Sang gubernur mengernyitkan dahi. "Syaratnya?"
Somid mendekat dan berbisik, "20% untuk saya, Pak. Kalau setuju, saya pastikan dana ini cepat cair."
Awalnya, gubernur itu terkejut, tapi akhirnya mengangguk. "Baiklah, Ustadz. Kalau memang itu jalannya."
Tawaran Somid ini cepat menyebar di kalangan pejabat daerah. Ia segera dikenal sebagai 'calo' APBN paling berpengaruh. Rumahnya yang dulu sederhana kini menjulang megah dengan arsitektur modern, mobil-mobil mewah parkir di garasinya. Rolls Royce, Lamborghini, Bentley---semua mengisi halaman rumah yang kini lebih mirip istana. Kehidupan istrinya, Siti, juga berubah drastis.
Suatu malam, saat mereka sedang makan malam di ruang makan besar, Siti menatap suaminya dengan penuh kebanggaan.
"Pak, lihatlah kita sekarang. Dulu rumah kita hanya rumah kayu reyot, sekarang kita punya istana seperti ini. Mobil-mobil mewah, perhiasan, segalanya berubah. Ini semua karena usaha Bapak," kata Siti sambil menunjukkan kalung emasnya yang berkilauan, dengan berlian sebesar biji kurma menggantung di dadanya.
Somid hanya tersenyum puas. "Ya, Bu.

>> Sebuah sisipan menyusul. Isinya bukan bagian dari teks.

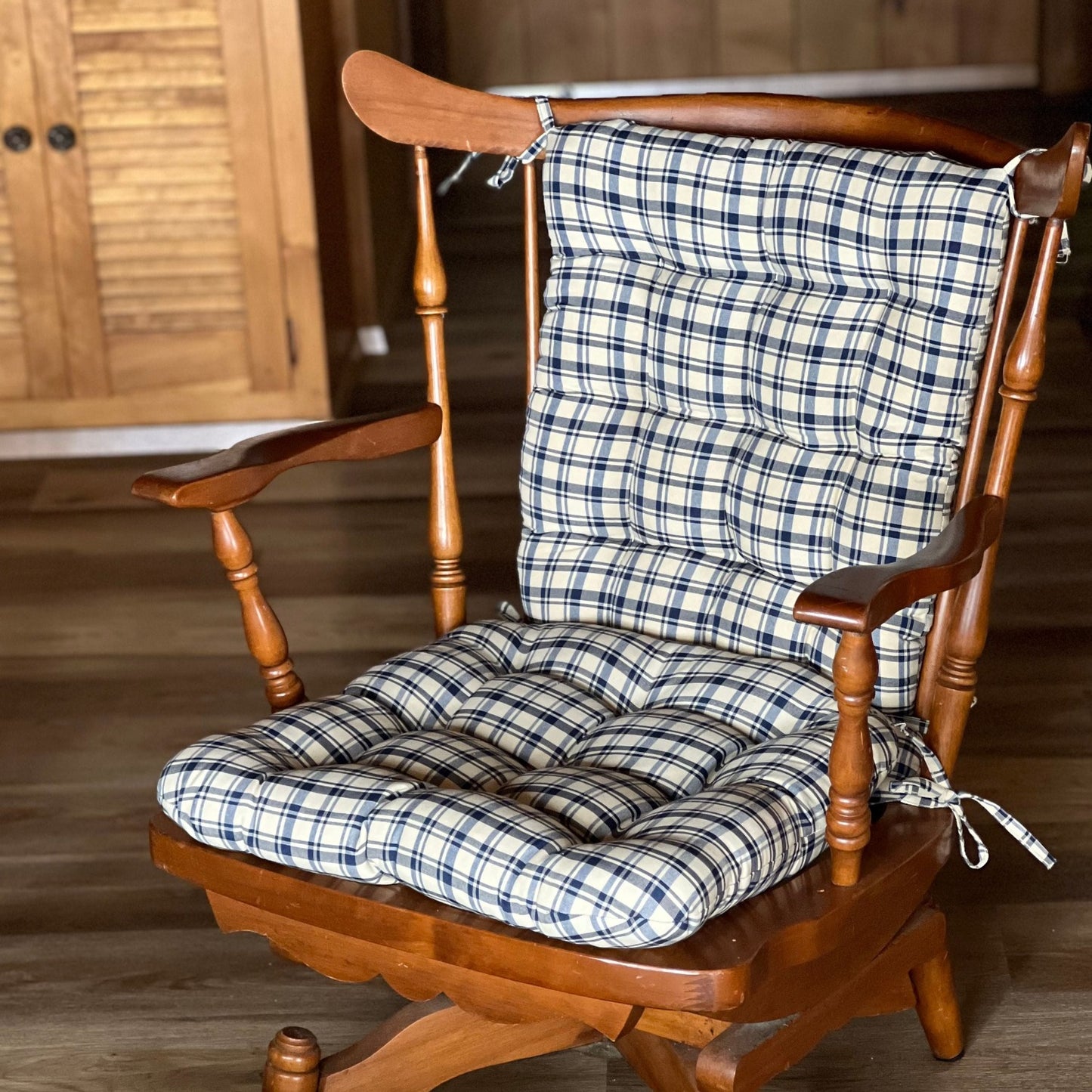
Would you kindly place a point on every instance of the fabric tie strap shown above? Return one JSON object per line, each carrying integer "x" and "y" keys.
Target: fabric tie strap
{"x": 1010, "y": 169}
{"x": 532, "y": 151}
{"x": 938, "y": 793}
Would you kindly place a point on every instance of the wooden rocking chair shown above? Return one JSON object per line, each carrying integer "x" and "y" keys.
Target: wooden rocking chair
{"x": 756, "y": 988}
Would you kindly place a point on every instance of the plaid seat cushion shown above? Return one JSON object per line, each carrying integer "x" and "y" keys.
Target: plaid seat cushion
{"x": 601, "y": 787}
{"x": 757, "y": 366}
{"x": 758, "y": 360}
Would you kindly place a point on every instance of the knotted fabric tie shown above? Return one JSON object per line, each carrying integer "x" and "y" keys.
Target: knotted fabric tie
{"x": 938, "y": 793}
{"x": 1010, "y": 169}
{"x": 532, "y": 151}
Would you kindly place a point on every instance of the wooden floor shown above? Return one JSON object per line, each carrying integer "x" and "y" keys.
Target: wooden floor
{"x": 119, "y": 645}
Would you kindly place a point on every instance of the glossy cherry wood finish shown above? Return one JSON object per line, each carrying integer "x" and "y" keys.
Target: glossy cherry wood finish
{"x": 234, "y": 476}
{"x": 756, "y": 959}
{"x": 758, "y": 988}
{"x": 859, "y": 599}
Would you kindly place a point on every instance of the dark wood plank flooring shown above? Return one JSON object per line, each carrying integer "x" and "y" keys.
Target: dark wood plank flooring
{"x": 119, "y": 643}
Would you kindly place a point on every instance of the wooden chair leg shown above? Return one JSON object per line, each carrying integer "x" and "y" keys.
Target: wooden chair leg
{"x": 746, "y": 1056}
{"x": 662, "y": 1065}
{"x": 427, "y": 1043}
{"x": 938, "y": 1008}
{"x": 292, "y": 1062}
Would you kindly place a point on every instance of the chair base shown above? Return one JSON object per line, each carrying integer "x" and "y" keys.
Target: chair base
{"x": 431, "y": 1042}
{"x": 725, "y": 1010}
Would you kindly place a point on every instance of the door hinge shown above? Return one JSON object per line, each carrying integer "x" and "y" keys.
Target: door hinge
{"x": 292, "y": 350}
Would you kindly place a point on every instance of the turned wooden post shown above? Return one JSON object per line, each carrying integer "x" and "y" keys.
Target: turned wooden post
{"x": 938, "y": 1007}
{"x": 292, "y": 1062}
{"x": 957, "y": 677}
{"x": 946, "y": 605}
{"x": 849, "y": 820}
{"x": 263, "y": 631}
{"x": 444, "y": 524}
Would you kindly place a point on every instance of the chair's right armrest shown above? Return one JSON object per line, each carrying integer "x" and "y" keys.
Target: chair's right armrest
{"x": 233, "y": 476}
{"x": 861, "y": 598}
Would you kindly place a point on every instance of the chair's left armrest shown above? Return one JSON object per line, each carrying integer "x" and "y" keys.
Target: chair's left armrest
{"x": 862, "y": 598}
{"x": 233, "y": 476}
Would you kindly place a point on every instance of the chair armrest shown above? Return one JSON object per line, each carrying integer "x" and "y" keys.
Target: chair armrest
{"x": 233, "y": 476}
{"x": 864, "y": 596}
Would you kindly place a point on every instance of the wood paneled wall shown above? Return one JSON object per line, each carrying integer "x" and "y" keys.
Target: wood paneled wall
{"x": 506, "y": 42}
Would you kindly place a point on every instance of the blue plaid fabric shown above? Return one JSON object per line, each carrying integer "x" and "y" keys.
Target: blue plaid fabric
{"x": 757, "y": 365}
{"x": 758, "y": 360}
{"x": 605, "y": 787}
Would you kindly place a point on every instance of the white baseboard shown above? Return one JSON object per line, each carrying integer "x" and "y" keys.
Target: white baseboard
{"x": 373, "y": 341}
{"x": 822, "y": 84}
{"x": 132, "y": 439}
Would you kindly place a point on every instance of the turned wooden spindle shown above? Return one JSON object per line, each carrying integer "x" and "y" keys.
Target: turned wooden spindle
{"x": 945, "y": 611}
{"x": 292, "y": 1062}
{"x": 263, "y": 631}
{"x": 444, "y": 524}
{"x": 849, "y": 820}
{"x": 957, "y": 679}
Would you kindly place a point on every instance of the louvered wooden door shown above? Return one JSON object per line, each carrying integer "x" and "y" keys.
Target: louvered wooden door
{"x": 173, "y": 135}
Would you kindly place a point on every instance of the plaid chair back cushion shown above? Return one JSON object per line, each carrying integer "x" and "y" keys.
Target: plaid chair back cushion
{"x": 758, "y": 363}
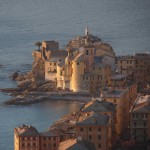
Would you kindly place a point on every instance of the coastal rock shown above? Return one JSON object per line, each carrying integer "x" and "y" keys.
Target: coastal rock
{"x": 14, "y": 75}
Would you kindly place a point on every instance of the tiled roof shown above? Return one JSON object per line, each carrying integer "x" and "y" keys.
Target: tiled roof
{"x": 93, "y": 118}
{"x": 25, "y": 130}
{"x": 141, "y": 105}
{"x": 98, "y": 106}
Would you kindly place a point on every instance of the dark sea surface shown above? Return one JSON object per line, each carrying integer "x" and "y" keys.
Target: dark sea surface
{"x": 125, "y": 24}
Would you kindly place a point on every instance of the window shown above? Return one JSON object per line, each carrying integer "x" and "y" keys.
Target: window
{"x": 34, "y": 138}
{"x": 99, "y": 137}
{"x": 44, "y": 138}
{"x": 99, "y": 129}
{"x": 81, "y": 129}
{"x": 22, "y": 138}
{"x": 134, "y": 123}
{"x": 87, "y": 52}
{"x": 54, "y": 145}
{"x": 144, "y": 123}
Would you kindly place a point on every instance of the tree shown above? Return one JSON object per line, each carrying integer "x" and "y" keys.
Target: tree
{"x": 38, "y": 44}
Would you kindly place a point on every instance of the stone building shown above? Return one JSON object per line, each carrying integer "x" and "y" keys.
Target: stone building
{"x": 28, "y": 138}
{"x": 140, "y": 119}
{"x": 102, "y": 108}
{"x": 88, "y": 65}
{"x": 137, "y": 66}
{"x": 120, "y": 97}
{"x": 94, "y": 127}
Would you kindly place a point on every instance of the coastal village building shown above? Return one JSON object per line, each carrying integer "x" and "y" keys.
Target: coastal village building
{"x": 88, "y": 65}
{"x": 96, "y": 124}
{"x": 137, "y": 66}
{"x": 84, "y": 67}
{"x": 28, "y": 138}
{"x": 45, "y": 60}
{"x": 140, "y": 119}
{"x": 94, "y": 127}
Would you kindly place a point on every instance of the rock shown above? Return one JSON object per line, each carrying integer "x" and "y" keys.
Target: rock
{"x": 24, "y": 84}
{"x": 14, "y": 75}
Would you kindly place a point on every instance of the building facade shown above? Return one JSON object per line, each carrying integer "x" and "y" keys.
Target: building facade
{"x": 28, "y": 138}
{"x": 140, "y": 119}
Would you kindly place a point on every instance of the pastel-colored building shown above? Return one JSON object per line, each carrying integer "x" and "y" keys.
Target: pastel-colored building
{"x": 88, "y": 65}
{"x": 94, "y": 127}
{"x": 120, "y": 98}
{"x": 138, "y": 66}
{"x": 140, "y": 119}
{"x": 103, "y": 108}
{"x": 28, "y": 138}
{"x": 51, "y": 68}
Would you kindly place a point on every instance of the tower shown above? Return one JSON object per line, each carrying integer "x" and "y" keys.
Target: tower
{"x": 86, "y": 31}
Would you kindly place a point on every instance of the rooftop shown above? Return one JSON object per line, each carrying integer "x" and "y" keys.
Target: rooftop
{"x": 112, "y": 92}
{"x": 98, "y": 106}
{"x": 141, "y": 105}
{"x": 93, "y": 118}
{"x": 25, "y": 130}
{"x": 53, "y": 59}
{"x": 118, "y": 77}
{"x": 71, "y": 144}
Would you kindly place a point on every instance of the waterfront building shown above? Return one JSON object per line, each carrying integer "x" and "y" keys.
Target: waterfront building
{"x": 140, "y": 119}
{"x": 94, "y": 127}
{"x": 120, "y": 98}
{"x": 124, "y": 82}
{"x": 88, "y": 65}
{"x": 28, "y": 138}
{"x": 137, "y": 66}
{"x": 51, "y": 68}
{"x": 73, "y": 144}
{"x": 103, "y": 108}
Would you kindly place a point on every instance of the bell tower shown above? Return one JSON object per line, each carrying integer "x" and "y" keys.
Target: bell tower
{"x": 86, "y": 31}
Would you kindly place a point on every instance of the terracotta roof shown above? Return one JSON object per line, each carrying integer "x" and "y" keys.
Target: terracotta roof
{"x": 93, "y": 118}
{"x": 98, "y": 106}
{"x": 25, "y": 130}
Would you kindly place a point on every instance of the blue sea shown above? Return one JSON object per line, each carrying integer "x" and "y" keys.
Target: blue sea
{"x": 124, "y": 24}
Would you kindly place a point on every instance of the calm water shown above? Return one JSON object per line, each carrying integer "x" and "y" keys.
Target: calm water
{"x": 125, "y": 24}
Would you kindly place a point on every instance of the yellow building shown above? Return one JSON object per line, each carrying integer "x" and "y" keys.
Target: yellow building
{"x": 120, "y": 98}
{"x": 103, "y": 108}
{"x": 138, "y": 66}
{"x": 51, "y": 68}
{"x": 94, "y": 127}
{"x": 88, "y": 65}
{"x": 140, "y": 119}
{"x": 28, "y": 138}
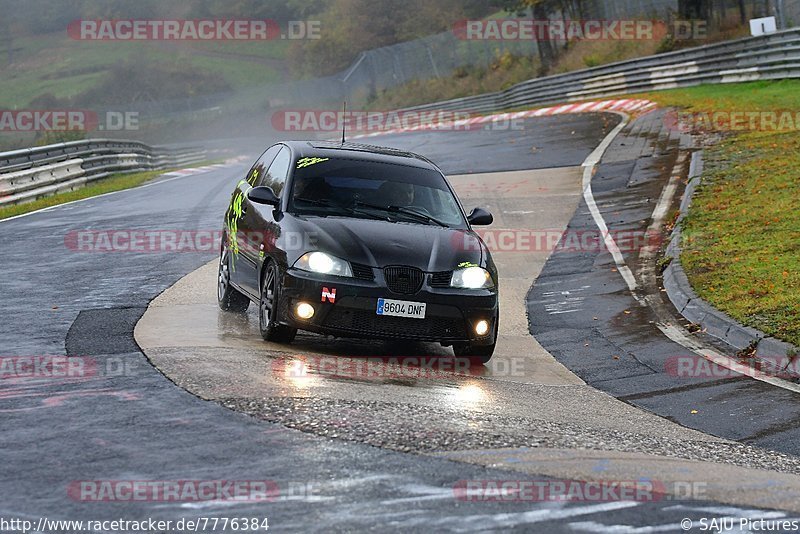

Semua ini hasil kerja keras dan kesempatan yang datang. Tuhan memberi kita rezeki."
Namun, perubahan besar dalam hidup Somid dan keluarganya tak luput dari perhatian para tetangga dan santri di pesantren yang ia tinggalkan. Mereka melihat kemewahan yang tiba-tiba muncul dalam kehidupan ustadz yang dulu mereka hormati.
"Lihat itu, Ustadz Somid sekarang hidup seperti raja," bisik seorang tetangga kepada yang lain di pasar.
"Ya, padahal dulu rumahnya kumuh, mobilnya pun bobrok. Sekarang kok tiba-tiba jadi mewah sekali," sahut yang lain dengan nada iri.
"Kalau begini sih, pasti ada main belakang. Tak mungkin secepat itu kaya raya kalau tidak ada yang aneh," tambah seorang pedagang dengan nada sinis.